Sunday, March 14, 2010


Community star Donald Glover was profiled in the New York Times. At one point, Glover's name had come up as auditioning to play Barack Obama on SNL. The former 30 Rock writer has gone on to new success in front of the camera.
“When I get stopped on the street, I have to listen to know how the person knows me,” Mr. Glover said over arepas at an East Village restaurant. “If it’s an older woman, it’s ‘Community.’ If it’s a New Yorker, it’s ‘30 Rock,’ ” for which he was a writer. He added, “If it’s a dude who has on an A.S.U. hat backwards, it’s probably ‘Bro Rape.’ And the last thing you want to hear when you’re walking down the street with your mom is ‘Yo, Bro Rape!’ ”

The last credit refers to a video he produced with his sketch group, Derrick Comedy, when he was a student at New York University. It skewered frat-boy types and became the sort of Internet phenomenon comedians hope will propel them into careers so huge that they stop having time for the Internet. But even after being welcomed by traditional television —“30 Rock,” “Community” and his first Comedy Central special, which has its debut Friday — Mr. Glover said he has no intention of leaving the Web and other grass-roots outlets behind.

“In Hollywood people are risking a lot of money on your weird ideas,” Mr. Glover said. “They’re trying to make money, and so they should. It’s an expensive business. The vision will always be a bit corrupted, and I’m really fine with that. But online, hopefully, will always be like the Wild West, where anything goes.”[...]

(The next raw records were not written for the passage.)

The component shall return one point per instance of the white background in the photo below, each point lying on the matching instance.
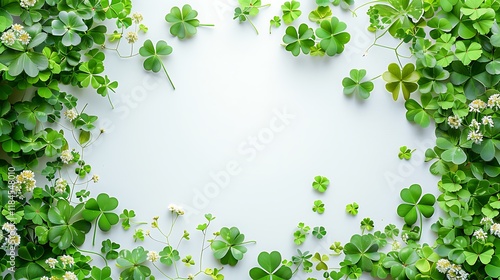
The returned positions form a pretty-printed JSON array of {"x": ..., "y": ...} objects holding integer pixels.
[{"x": 161, "y": 146}]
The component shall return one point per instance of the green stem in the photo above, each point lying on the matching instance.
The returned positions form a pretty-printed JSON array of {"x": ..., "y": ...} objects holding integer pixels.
[{"x": 168, "y": 76}]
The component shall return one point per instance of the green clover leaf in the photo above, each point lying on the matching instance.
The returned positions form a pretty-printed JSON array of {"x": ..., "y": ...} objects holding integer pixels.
[
  {"x": 231, "y": 248},
  {"x": 415, "y": 204},
  {"x": 354, "y": 85},
  {"x": 153, "y": 56},
  {"x": 297, "y": 40},
  {"x": 270, "y": 268},
  {"x": 332, "y": 36},
  {"x": 67, "y": 25},
  {"x": 320, "y": 183},
  {"x": 398, "y": 80},
  {"x": 290, "y": 11}
]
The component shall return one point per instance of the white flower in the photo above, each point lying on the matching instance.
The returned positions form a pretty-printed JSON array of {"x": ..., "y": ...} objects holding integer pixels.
[
  {"x": 153, "y": 256},
  {"x": 67, "y": 260},
  {"x": 396, "y": 246},
  {"x": 8, "y": 38},
  {"x": 9, "y": 227},
  {"x": 474, "y": 124},
  {"x": 17, "y": 27},
  {"x": 137, "y": 17},
  {"x": 495, "y": 229},
  {"x": 69, "y": 276},
  {"x": 454, "y": 122},
  {"x": 487, "y": 120},
  {"x": 494, "y": 101},
  {"x": 66, "y": 156},
  {"x": 131, "y": 37},
  {"x": 480, "y": 234},
  {"x": 60, "y": 186},
  {"x": 477, "y": 105},
  {"x": 27, "y": 3},
  {"x": 24, "y": 37},
  {"x": 14, "y": 239},
  {"x": 443, "y": 265},
  {"x": 71, "y": 114},
  {"x": 486, "y": 220},
  {"x": 51, "y": 262},
  {"x": 475, "y": 136}
]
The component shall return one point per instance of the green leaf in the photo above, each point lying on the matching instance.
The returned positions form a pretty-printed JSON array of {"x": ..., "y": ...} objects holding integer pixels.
[
  {"x": 184, "y": 23},
  {"x": 398, "y": 80},
  {"x": 333, "y": 39}
]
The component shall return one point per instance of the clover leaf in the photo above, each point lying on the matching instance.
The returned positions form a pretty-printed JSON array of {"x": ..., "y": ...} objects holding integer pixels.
[
  {"x": 354, "y": 85},
  {"x": 231, "y": 248},
  {"x": 68, "y": 226},
  {"x": 332, "y": 36},
  {"x": 184, "y": 22},
  {"x": 362, "y": 250},
  {"x": 100, "y": 210},
  {"x": 415, "y": 204},
  {"x": 290, "y": 11},
  {"x": 132, "y": 263},
  {"x": 153, "y": 56},
  {"x": 320, "y": 183},
  {"x": 297, "y": 40},
  {"x": 401, "y": 80},
  {"x": 270, "y": 268},
  {"x": 67, "y": 25}
]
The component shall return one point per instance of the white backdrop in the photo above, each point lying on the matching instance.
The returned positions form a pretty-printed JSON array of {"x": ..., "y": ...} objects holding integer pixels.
[{"x": 163, "y": 146}]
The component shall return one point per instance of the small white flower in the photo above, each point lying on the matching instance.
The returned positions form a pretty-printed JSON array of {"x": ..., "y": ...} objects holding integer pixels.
[
  {"x": 477, "y": 105},
  {"x": 51, "y": 262},
  {"x": 396, "y": 246},
  {"x": 17, "y": 27},
  {"x": 480, "y": 234},
  {"x": 487, "y": 120},
  {"x": 66, "y": 156},
  {"x": 443, "y": 265},
  {"x": 71, "y": 114},
  {"x": 8, "y": 38},
  {"x": 69, "y": 276},
  {"x": 67, "y": 260},
  {"x": 153, "y": 256},
  {"x": 131, "y": 37},
  {"x": 137, "y": 17},
  {"x": 494, "y": 101},
  {"x": 474, "y": 124},
  {"x": 454, "y": 122},
  {"x": 14, "y": 239},
  {"x": 60, "y": 186},
  {"x": 495, "y": 229},
  {"x": 9, "y": 227},
  {"x": 486, "y": 221},
  {"x": 27, "y": 3},
  {"x": 24, "y": 37},
  {"x": 475, "y": 136}
]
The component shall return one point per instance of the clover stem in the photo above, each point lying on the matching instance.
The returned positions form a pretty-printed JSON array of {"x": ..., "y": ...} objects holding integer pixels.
[
  {"x": 92, "y": 252},
  {"x": 253, "y": 25},
  {"x": 162, "y": 272},
  {"x": 168, "y": 76}
]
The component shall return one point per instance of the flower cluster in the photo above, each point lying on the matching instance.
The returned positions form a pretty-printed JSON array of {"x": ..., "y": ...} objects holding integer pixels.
[
  {"x": 176, "y": 209},
  {"x": 27, "y": 3},
  {"x": 25, "y": 182},
  {"x": 66, "y": 156},
  {"x": 15, "y": 33},
  {"x": 452, "y": 271},
  {"x": 61, "y": 185}
]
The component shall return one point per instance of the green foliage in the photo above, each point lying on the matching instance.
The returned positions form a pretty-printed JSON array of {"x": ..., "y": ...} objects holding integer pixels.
[{"x": 354, "y": 84}]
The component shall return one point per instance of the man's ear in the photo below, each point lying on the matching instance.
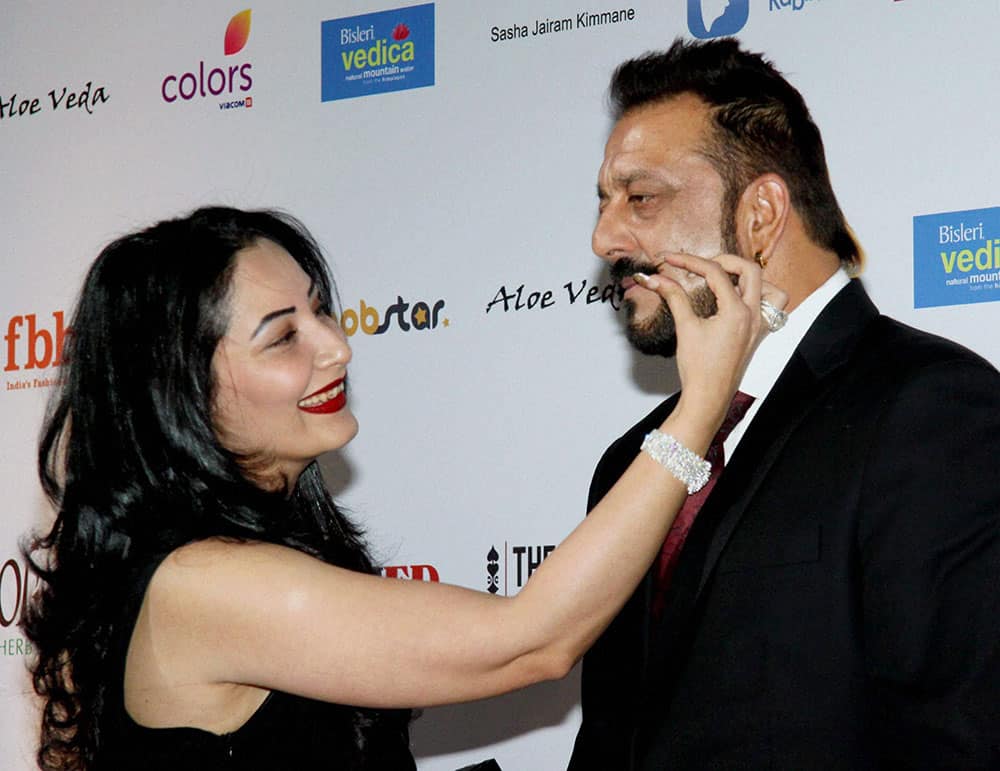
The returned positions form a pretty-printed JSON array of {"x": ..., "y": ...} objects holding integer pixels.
[{"x": 761, "y": 217}]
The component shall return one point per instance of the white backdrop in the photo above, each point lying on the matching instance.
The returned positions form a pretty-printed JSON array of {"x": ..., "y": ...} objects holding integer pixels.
[{"x": 481, "y": 432}]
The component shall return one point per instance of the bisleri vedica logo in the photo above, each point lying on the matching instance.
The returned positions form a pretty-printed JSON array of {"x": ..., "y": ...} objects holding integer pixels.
[
  {"x": 956, "y": 257},
  {"x": 377, "y": 52},
  {"x": 231, "y": 81}
]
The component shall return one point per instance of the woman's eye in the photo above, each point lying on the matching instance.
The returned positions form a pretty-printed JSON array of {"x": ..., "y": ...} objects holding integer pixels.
[{"x": 285, "y": 339}]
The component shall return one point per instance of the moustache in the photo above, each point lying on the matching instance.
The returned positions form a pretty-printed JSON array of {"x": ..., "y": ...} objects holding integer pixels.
[{"x": 627, "y": 266}]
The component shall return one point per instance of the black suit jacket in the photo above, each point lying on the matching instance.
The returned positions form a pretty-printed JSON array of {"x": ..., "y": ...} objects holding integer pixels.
[{"x": 837, "y": 602}]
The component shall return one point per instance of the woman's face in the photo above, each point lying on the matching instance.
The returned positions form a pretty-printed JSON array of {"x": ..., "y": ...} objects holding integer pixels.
[{"x": 280, "y": 367}]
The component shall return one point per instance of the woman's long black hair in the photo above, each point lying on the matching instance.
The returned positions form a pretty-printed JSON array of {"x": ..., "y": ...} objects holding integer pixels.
[{"x": 131, "y": 461}]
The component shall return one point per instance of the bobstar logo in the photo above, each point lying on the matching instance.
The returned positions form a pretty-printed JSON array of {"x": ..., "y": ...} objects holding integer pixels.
[
  {"x": 956, "y": 258},
  {"x": 377, "y": 52},
  {"x": 506, "y": 573},
  {"x": 232, "y": 81},
  {"x": 17, "y": 583},
  {"x": 404, "y": 316},
  {"x": 715, "y": 18},
  {"x": 30, "y": 343}
]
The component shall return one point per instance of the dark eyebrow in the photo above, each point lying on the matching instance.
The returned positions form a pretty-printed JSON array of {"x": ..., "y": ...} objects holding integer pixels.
[{"x": 268, "y": 318}]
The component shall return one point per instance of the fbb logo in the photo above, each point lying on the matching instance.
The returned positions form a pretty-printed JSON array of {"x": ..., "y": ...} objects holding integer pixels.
[
  {"x": 412, "y": 572},
  {"x": 506, "y": 573},
  {"x": 229, "y": 79},
  {"x": 33, "y": 343},
  {"x": 401, "y": 314}
]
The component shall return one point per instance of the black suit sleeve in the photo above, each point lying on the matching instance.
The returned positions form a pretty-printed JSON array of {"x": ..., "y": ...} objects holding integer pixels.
[
  {"x": 929, "y": 548},
  {"x": 613, "y": 669}
]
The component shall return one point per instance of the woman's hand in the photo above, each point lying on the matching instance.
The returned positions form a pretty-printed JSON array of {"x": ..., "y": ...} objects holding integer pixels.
[{"x": 712, "y": 352}]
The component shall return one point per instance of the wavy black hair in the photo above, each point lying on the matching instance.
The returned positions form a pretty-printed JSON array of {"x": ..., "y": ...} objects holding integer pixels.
[
  {"x": 760, "y": 124},
  {"x": 131, "y": 461}
]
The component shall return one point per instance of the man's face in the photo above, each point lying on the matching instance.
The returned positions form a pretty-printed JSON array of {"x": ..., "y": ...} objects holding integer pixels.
[{"x": 659, "y": 194}]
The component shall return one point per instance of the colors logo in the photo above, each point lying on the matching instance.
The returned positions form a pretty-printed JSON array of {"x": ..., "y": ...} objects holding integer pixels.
[
  {"x": 377, "y": 52},
  {"x": 715, "y": 18},
  {"x": 956, "y": 258},
  {"x": 216, "y": 81},
  {"x": 420, "y": 316}
]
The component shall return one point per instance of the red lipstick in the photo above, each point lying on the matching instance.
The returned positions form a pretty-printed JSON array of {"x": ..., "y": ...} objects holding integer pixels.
[{"x": 330, "y": 398}]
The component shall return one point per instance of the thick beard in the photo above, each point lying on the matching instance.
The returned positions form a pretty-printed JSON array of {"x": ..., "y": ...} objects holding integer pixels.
[{"x": 657, "y": 335}]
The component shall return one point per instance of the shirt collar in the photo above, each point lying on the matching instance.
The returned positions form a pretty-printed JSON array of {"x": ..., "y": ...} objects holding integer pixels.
[{"x": 777, "y": 348}]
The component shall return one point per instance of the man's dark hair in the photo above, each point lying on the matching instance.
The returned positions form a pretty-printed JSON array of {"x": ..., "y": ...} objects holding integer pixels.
[{"x": 760, "y": 125}]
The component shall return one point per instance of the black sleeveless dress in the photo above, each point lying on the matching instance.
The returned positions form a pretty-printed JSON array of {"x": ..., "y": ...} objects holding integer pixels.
[{"x": 286, "y": 731}]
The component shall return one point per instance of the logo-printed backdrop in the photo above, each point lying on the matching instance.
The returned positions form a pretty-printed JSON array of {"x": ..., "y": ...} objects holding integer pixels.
[{"x": 446, "y": 161}]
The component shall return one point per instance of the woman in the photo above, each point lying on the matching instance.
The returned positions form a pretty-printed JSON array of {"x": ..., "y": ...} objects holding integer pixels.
[{"x": 204, "y": 604}]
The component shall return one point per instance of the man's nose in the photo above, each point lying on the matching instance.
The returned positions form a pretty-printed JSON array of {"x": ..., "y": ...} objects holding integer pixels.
[{"x": 611, "y": 239}]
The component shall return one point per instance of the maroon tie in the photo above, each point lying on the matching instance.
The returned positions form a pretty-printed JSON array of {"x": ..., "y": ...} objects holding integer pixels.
[{"x": 685, "y": 517}]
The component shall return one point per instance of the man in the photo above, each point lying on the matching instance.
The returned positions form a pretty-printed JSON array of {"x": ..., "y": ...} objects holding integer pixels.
[{"x": 836, "y": 602}]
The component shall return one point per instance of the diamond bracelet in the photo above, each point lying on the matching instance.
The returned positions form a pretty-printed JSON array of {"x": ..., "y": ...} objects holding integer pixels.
[{"x": 690, "y": 468}]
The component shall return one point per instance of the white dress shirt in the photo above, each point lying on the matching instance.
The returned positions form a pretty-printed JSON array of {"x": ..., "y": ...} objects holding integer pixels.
[{"x": 776, "y": 349}]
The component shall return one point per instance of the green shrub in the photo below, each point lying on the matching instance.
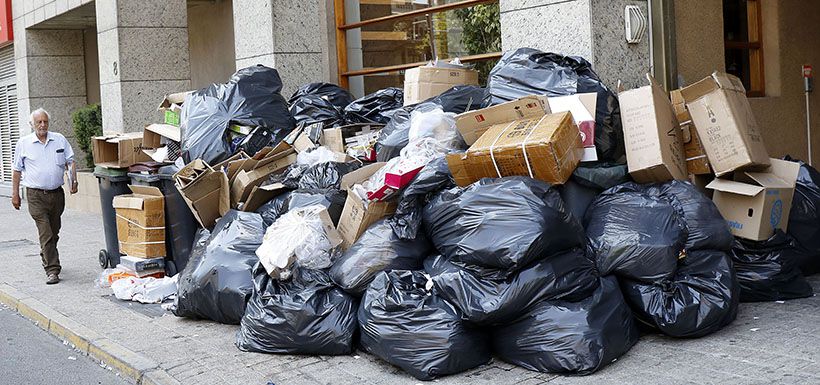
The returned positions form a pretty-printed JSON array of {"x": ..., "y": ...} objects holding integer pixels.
[{"x": 87, "y": 122}]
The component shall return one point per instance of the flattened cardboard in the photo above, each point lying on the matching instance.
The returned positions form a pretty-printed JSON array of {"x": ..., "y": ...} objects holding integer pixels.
[
  {"x": 652, "y": 136},
  {"x": 473, "y": 124},
  {"x": 755, "y": 204},
  {"x": 118, "y": 150},
  {"x": 422, "y": 83},
  {"x": 205, "y": 190},
  {"x": 548, "y": 148},
  {"x": 725, "y": 123}
]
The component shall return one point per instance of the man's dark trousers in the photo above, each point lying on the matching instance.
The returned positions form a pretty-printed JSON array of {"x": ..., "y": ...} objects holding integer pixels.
[{"x": 46, "y": 207}]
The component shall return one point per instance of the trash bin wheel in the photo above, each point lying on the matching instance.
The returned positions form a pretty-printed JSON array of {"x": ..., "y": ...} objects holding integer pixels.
[{"x": 103, "y": 257}]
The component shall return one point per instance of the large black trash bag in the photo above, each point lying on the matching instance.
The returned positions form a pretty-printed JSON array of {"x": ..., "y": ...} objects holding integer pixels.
[
  {"x": 570, "y": 337},
  {"x": 567, "y": 275},
  {"x": 377, "y": 250},
  {"x": 218, "y": 280},
  {"x": 416, "y": 330},
  {"x": 250, "y": 98},
  {"x": 326, "y": 175},
  {"x": 700, "y": 299},
  {"x": 768, "y": 270},
  {"x": 305, "y": 315},
  {"x": 319, "y": 103},
  {"x": 527, "y": 71},
  {"x": 804, "y": 217},
  {"x": 497, "y": 226},
  {"x": 640, "y": 231},
  {"x": 434, "y": 177},
  {"x": 395, "y": 135},
  {"x": 377, "y": 107},
  {"x": 332, "y": 199}
]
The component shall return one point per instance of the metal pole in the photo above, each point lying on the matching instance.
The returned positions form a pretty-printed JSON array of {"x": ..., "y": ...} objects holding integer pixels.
[{"x": 808, "y": 126}]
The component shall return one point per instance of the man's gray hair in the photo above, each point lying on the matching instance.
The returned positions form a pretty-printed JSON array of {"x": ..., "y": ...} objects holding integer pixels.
[{"x": 38, "y": 111}]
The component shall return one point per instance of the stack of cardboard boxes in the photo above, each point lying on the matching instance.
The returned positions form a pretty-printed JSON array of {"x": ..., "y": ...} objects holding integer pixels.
[{"x": 707, "y": 133}]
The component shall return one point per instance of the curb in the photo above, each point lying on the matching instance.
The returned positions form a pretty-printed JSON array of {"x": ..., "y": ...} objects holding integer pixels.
[{"x": 131, "y": 365}]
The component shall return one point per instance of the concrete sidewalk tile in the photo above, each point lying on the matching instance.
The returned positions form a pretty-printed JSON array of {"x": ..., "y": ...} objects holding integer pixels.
[
  {"x": 10, "y": 296},
  {"x": 35, "y": 311},
  {"x": 128, "y": 363},
  {"x": 158, "y": 377}
]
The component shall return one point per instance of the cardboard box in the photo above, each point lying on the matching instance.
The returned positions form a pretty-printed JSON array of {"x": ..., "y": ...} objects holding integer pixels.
[
  {"x": 141, "y": 222},
  {"x": 358, "y": 215},
  {"x": 138, "y": 264},
  {"x": 422, "y": 83},
  {"x": 152, "y": 142},
  {"x": 582, "y": 107},
  {"x": 725, "y": 123},
  {"x": 205, "y": 190},
  {"x": 757, "y": 203},
  {"x": 696, "y": 161},
  {"x": 548, "y": 148},
  {"x": 118, "y": 150},
  {"x": 652, "y": 136},
  {"x": 171, "y": 107},
  {"x": 473, "y": 124}
]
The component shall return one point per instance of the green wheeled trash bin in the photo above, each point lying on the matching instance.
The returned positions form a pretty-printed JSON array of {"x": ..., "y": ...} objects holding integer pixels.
[{"x": 111, "y": 183}]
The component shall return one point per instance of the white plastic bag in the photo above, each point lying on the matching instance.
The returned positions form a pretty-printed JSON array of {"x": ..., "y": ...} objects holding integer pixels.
[{"x": 304, "y": 236}]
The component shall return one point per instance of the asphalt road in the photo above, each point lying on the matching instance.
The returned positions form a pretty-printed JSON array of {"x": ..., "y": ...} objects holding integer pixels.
[{"x": 32, "y": 356}]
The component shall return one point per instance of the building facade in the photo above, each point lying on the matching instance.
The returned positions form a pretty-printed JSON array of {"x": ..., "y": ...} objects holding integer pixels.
[{"x": 125, "y": 54}]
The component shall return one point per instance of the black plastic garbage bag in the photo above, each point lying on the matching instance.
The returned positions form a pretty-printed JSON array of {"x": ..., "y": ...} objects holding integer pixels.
[
  {"x": 804, "y": 217},
  {"x": 218, "y": 280},
  {"x": 319, "y": 103},
  {"x": 640, "y": 231},
  {"x": 527, "y": 71},
  {"x": 377, "y": 107},
  {"x": 326, "y": 175},
  {"x": 395, "y": 135},
  {"x": 570, "y": 337},
  {"x": 501, "y": 225},
  {"x": 377, "y": 250},
  {"x": 332, "y": 199},
  {"x": 700, "y": 299},
  {"x": 567, "y": 275},
  {"x": 407, "y": 326},
  {"x": 434, "y": 177},
  {"x": 250, "y": 98},
  {"x": 305, "y": 315},
  {"x": 768, "y": 270}
]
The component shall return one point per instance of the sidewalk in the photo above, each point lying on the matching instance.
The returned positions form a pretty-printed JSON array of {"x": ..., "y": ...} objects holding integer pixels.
[{"x": 769, "y": 342}]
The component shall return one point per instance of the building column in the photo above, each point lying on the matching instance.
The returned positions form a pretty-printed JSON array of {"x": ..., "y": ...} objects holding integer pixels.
[
  {"x": 50, "y": 74},
  {"x": 290, "y": 36},
  {"x": 143, "y": 54},
  {"x": 592, "y": 29}
]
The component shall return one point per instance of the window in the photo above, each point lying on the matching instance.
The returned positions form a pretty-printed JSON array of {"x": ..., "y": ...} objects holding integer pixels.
[
  {"x": 743, "y": 43},
  {"x": 376, "y": 40}
]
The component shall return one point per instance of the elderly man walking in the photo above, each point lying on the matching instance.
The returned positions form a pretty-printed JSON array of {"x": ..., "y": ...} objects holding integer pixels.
[{"x": 40, "y": 160}]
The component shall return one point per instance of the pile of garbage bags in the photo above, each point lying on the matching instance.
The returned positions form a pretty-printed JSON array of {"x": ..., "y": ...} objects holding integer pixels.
[{"x": 669, "y": 247}]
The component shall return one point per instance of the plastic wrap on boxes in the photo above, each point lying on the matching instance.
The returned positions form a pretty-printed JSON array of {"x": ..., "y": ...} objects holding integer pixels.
[
  {"x": 250, "y": 98},
  {"x": 378, "y": 249},
  {"x": 218, "y": 280},
  {"x": 305, "y": 315},
  {"x": 568, "y": 275},
  {"x": 501, "y": 224},
  {"x": 405, "y": 324},
  {"x": 578, "y": 337},
  {"x": 527, "y": 71},
  {"x": 768, "y": 270}
]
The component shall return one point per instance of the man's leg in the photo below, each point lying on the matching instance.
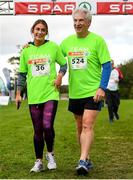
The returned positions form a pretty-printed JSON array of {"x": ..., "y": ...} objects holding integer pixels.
[
  {"x": 110, "y": 105},
  {"x": 86, "y": 140},
  {"x": 87, "y": 134},
  {"x": 78, "y": 119}
]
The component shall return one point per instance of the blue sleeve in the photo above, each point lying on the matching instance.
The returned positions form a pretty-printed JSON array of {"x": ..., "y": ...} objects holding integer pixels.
[{"x": 105, "y": 75}]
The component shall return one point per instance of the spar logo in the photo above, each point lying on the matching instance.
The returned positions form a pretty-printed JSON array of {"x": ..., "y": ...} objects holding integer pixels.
[
  {"x": 85, "y": 5},
  {"x": 114, "y": 8},
  {"x": 44, "y": 7}
]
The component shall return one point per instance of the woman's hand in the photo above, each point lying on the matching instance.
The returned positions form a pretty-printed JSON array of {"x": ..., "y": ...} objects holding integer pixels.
[
  {"x": 100, "y": 95},
  {"x": 58, "y": 81}
]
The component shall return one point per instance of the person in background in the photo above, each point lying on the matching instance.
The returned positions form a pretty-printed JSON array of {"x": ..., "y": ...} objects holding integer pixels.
[
  {"x": 112, "y": 93},
  {"x": 38, "y": 68},
  {"x": 89, "y": 71},
  {"x": 2, "y": 87}
]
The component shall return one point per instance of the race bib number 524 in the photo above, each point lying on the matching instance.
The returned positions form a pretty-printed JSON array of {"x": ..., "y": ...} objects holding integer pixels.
[{"x": 79, "y": 63}]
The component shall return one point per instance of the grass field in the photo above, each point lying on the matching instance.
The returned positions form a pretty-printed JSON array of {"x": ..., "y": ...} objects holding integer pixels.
[{"x": 112, "y": 151}]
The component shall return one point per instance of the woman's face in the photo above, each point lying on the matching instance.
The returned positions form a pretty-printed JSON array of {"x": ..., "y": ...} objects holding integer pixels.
[{"x": 39, "y": 32}]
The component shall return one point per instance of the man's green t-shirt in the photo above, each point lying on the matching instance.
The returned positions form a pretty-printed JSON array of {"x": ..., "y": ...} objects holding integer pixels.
[
  {"x": 40, "y": 65},
  {"x": 85, "y": 59}
]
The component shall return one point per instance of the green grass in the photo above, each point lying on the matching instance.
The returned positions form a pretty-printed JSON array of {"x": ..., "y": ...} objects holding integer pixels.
[{"x": 112, "y": 151}]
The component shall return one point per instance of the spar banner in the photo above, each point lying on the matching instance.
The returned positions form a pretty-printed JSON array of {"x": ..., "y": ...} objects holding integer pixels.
[{"x": 65, "y": 7}]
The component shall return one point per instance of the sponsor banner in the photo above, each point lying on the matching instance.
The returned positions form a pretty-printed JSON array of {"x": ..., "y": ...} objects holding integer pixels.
[
  {"x": 114, "y": 8},
  {"x": 91, "y": 5},
  {"x": 44, "y": 7},
  {"x": 62, "y": 7}
]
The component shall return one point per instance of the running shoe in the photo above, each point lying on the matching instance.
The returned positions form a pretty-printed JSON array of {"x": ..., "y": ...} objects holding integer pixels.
[
  {"x": 38, "y": 167},
  {"x": 51, "y": 161},
  {"x": 84, "y": 167}
]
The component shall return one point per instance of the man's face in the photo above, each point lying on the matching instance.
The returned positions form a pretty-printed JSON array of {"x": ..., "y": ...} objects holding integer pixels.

After two seasons, which included numerous late-night sessions with the writing staff on Ms. Fey’s living room floor, Mr. Glover left “30 Rock” — and not because he had another network offer. “People think I left to do ‘Community,’ ” he said. “I left because ‘30 Rock’ is a full-time job, and I was doing so much other stuff.”

The other stuff included breaking into stand-up. “It helps me work out stuff I didn’t know was inside of me, like being the only black kid in my school, or the foster kids we had in my family,” Mr. Glover said. (Over the course of his childhood Mr. Glover’s parents hosted about 100 foster children in their Atlanta home.)